Gut microbial characteristics of the primary cohort
A total of 928 species presented in at least five samples were used for downstream analysis. 343 species of these were viruses, six were Archaea, and 575 were bacteria. 61 species had a median relative abundance >0.01%, comprising 76.4% the total microbiome. 839,310 gene families and 459 metabolic pathways were represented in at least five samples (Figure S2). The representation of metabolic pathways was more equal than that of species, demonstrated by mean Gini indexes of 0.768 and 0.983, respectively (Table S2). In addition, the intra-group and inter-group similarities and distances standard deviations were lower, with respect to the metabolic pathways represented, compared with the similarities based on species composition. (Figure S3). Principal coordinates analysis (PCOA) conducted on the basis of metabolic pathway composition showed that the principal coordinates PCO1 and PCO2 correlated with the presence of TNs and TI-RADS (Figure 1a), but not species composition.
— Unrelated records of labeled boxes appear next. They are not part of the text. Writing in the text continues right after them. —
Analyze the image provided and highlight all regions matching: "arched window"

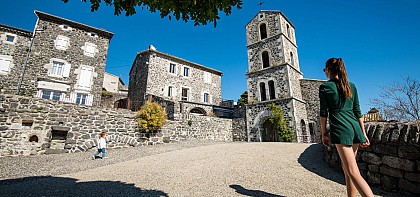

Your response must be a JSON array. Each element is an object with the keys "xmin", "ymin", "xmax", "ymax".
[
  {"xmin": 260, "ymin": 23, "xmax": 267, "ymax": 40},
  {"xmin": 268, "ymin": 81, "xmax": 276, "ymax": 100},
  {"xmin": 261, "ymin": 51, "xmax": 270, "ymax": 68},
  {"xmin": 290, "ymin": 52, "xmax": 295, "ymax": 66},
  {"xmin": 260, "ymin": 82, "xmax": 267, "ymax": 101}
]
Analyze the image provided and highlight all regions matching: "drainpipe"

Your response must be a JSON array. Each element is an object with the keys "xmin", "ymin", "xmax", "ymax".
[{"xmin": 17, "ymin": 18, "xmax": 42, "ymax": 95}]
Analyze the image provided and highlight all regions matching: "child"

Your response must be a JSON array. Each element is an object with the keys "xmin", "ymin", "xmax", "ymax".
[{"xmin": 92, "ymin": 132, "xmax": 107, "ymax": 159}]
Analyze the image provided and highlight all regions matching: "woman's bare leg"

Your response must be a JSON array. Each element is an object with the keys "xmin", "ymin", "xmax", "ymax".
[{"xmin": 336, "ymin": 144, "xmax": 373, "ymax": 197}]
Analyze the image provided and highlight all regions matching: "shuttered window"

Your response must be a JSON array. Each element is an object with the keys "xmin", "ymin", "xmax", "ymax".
[
  {"xmin": 77, "ymin": 66, "xmax": 93, "ymax": 89},
  {"xmin": 0, "ymin": 57, "xmax": 12, "ymax": 74}
]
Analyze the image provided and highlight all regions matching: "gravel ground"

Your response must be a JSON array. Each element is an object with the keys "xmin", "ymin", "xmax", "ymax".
[
  {"xmin": 0, "ymin": 140, "xmax": 227, "ymax": 182},
  {"xmin": 0, "ymin": 141, "xmax": 398, "ymax": 197}
]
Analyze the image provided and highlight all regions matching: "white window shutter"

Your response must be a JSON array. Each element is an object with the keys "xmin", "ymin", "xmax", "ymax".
[
  {"xmin": 172, "ymin": 87, "xmax": 178, "ymax": 98},
  {"xmin": 69, "ymin": 92, "xmax": 77, "ymax": 103},
  {"xmin": 36, "ymin": 90, "xmax": 42, "ymax": 98},
  {"xmin": 78, "ymin": 67, "xmax": 92, "ymax": 88},
  {"xmin": 63, "ymin": 64, "xmax": 71, "ymax": 77},
  {"xmin": 0, "ymin": 57, "xmax": 12, "ymax": 73},
  {"xmin": 86, "ymin": 94, "xmax": 93, "ymax": 106}
]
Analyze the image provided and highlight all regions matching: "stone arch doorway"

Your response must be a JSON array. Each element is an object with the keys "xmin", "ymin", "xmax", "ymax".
[
  {"xmin": 260, "ymin": 118, "xmax": 281, "ymax": 142},
  {"xmin": 190, "ymin": 107, "xmax": 207, "ymax": 116}
]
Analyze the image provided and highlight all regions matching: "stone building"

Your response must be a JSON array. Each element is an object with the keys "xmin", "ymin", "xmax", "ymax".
[
  {"xmin": 128, "ymin": 45, "xmax": 222, "ymax": 116},
  {"xmin": 2, "ymin": 11, "xmax": 113, "ymax": 106},
  {"xmin": 246, "ymin": 10, "xmax": 322, "ymax": 142},
  {"xmin": 0, "ymin": 24, "xmax": 32, "ymax": 94},
  {"xmin": 101, "ymin": 72, "xmax": 128, "ymax": 109}
]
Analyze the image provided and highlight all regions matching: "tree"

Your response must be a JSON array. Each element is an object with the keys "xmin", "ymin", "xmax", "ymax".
[
  {"xmin": 136, "ymin": 102, "xmax": 167, "ymax": 133},
  {"xmin": 371, "ymin": 77, "xmax": 420, "ymax": 121},
  {"xmin": 62, "ymin": 0, "xmax": 242, "ymax": 27},
  {"xmin": 238, "ymin": 91, "xmax": 248, "ymax": 106},
  {"xmin": 268, "ymin": 104, "xmax": 295, "ymax": 142}
]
TN2 were more similar to controls when inter-group distances were compared with TN3 and TN4 (Figure S4), except with respect to Spearman coefficient distance (SCD) based on species composition. When the distribution of PCOs was analysed, few significant differences were found between the control and TN2 groups(Table S3 and Table S4). There were significant differences between TN2 and TN3 in PCO1 for metabolic pathways (Table S4). Because >99% of TNs with TI-RADS level 2 are benign and do not require treatment[13], we then classified control and TN2 as having no or low grade TIRADS (Group LTN) and those with TN3 or TN4 as having advanced grade TIRADS (Group HTN).
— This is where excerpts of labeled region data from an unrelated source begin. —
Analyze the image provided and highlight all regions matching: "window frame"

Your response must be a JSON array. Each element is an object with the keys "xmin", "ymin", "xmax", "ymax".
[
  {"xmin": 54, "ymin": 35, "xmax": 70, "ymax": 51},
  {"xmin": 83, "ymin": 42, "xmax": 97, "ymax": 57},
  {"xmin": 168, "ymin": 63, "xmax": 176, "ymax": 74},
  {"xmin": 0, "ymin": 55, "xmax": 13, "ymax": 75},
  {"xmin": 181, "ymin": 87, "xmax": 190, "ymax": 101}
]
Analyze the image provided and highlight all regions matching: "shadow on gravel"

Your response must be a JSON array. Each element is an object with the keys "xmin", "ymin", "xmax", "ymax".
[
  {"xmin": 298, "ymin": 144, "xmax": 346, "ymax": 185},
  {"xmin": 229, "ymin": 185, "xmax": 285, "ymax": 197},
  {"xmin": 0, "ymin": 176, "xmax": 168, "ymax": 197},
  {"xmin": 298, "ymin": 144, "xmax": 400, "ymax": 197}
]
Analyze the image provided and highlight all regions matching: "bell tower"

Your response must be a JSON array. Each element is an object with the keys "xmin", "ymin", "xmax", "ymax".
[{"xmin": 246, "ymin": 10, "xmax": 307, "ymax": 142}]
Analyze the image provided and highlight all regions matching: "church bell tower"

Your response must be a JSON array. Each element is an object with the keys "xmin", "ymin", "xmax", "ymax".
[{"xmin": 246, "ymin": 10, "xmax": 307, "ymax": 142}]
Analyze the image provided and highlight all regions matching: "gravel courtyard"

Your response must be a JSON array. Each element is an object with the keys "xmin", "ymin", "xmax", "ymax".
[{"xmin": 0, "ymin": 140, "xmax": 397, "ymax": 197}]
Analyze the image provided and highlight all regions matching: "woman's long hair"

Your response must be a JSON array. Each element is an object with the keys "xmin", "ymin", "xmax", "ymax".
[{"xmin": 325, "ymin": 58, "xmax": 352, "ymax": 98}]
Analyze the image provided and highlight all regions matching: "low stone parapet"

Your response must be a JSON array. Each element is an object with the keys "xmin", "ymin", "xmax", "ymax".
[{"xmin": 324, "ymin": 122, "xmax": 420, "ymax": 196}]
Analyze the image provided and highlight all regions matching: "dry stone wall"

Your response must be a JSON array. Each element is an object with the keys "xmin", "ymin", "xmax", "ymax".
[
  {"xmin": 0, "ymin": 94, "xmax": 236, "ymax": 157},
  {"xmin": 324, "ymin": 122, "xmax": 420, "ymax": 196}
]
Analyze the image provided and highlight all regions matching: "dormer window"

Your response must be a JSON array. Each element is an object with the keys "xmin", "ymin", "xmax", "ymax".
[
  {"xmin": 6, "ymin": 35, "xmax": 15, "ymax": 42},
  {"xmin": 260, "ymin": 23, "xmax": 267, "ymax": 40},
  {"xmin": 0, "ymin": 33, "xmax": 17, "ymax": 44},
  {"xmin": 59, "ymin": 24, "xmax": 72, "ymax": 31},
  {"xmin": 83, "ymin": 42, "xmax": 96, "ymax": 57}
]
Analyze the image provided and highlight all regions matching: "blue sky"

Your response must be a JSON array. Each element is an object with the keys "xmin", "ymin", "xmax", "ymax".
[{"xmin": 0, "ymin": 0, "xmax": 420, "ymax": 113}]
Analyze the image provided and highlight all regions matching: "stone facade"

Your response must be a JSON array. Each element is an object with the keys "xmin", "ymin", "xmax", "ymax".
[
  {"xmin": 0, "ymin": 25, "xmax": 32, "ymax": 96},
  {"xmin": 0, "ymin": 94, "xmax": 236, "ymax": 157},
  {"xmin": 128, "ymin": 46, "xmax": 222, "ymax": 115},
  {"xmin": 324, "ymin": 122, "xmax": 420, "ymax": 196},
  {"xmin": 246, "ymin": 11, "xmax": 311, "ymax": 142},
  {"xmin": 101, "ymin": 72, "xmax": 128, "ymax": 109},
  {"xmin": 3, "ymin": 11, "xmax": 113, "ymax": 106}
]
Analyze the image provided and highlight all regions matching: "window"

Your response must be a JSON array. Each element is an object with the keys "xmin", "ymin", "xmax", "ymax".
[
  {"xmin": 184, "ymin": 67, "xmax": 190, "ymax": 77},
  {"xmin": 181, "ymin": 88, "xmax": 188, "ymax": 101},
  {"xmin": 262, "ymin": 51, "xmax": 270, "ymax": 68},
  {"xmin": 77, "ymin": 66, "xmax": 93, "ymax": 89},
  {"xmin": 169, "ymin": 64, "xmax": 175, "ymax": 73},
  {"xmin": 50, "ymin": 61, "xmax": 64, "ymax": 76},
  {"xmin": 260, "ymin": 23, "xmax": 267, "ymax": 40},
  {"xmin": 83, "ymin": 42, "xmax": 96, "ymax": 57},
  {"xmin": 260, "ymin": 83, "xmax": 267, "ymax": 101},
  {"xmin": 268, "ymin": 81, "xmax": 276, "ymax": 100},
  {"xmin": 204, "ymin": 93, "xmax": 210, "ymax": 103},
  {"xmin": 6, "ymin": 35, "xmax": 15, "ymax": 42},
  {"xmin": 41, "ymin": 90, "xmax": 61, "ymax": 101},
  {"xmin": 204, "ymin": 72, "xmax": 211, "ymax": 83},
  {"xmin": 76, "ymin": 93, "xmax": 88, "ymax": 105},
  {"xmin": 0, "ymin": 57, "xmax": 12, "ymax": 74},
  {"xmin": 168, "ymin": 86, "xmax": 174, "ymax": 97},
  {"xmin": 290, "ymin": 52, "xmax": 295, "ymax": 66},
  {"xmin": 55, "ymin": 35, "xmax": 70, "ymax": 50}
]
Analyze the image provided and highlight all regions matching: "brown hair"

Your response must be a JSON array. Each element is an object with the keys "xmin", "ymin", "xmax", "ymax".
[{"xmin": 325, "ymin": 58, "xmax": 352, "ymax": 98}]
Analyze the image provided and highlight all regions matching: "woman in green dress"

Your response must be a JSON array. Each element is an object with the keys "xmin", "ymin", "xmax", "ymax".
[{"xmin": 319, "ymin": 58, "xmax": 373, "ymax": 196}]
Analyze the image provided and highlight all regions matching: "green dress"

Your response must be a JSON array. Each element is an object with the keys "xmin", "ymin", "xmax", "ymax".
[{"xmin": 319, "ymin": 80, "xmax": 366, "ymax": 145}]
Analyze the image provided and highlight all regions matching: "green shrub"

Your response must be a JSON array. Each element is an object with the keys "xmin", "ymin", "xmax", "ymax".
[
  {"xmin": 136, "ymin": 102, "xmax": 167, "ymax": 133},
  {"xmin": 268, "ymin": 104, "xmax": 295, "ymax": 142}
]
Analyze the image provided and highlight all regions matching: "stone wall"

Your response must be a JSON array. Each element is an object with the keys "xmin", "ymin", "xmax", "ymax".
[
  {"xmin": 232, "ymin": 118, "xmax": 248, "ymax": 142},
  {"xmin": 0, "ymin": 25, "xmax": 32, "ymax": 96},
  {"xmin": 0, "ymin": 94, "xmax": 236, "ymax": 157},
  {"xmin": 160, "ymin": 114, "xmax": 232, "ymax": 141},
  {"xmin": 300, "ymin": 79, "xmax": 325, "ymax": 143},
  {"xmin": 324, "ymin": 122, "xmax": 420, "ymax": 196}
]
1259 individuals could be clustered into two enterotypes on the basis of species composition (Figure S5). Enterotype 1 had higher microbial diversity, and contained a higher proportion of women (41.1%, compared with 30.9% in enterotype 2). None of TN incidence, TI-RADS level, or thyroid hormone concentrations (serum FT3 and FT4) were significantly associated with enterotype, except that men with enterotype 1 had higher serum TSH concentrations (Figure S6).
Lower microbial richness in TI-RADS level 4a
The number of observed species (OBS) was significantly lower in TN4 than in the other groups (Wilcoxon’s rank sum test, p = 0.005, p = 0.01, and p = 0.011, compared with control, TN2, and TN3, respectively). 56.91% (247 of 434) of the species not detected in TN4 were viruses, and these were less abundant than other species in all the participants: the median fold-differences (common species versus species not found in TN4), based on the relative abundance in all the participants (including TN4), were 121.52 and 2.67 for bacteria and viruses, respectively. The majority of the viruses not detected in TN4 were phages that might be hosted by Enterobacteriaceae. The number of gene families identified and viruses ratio were also lower in TN4 (Figure 1b-e).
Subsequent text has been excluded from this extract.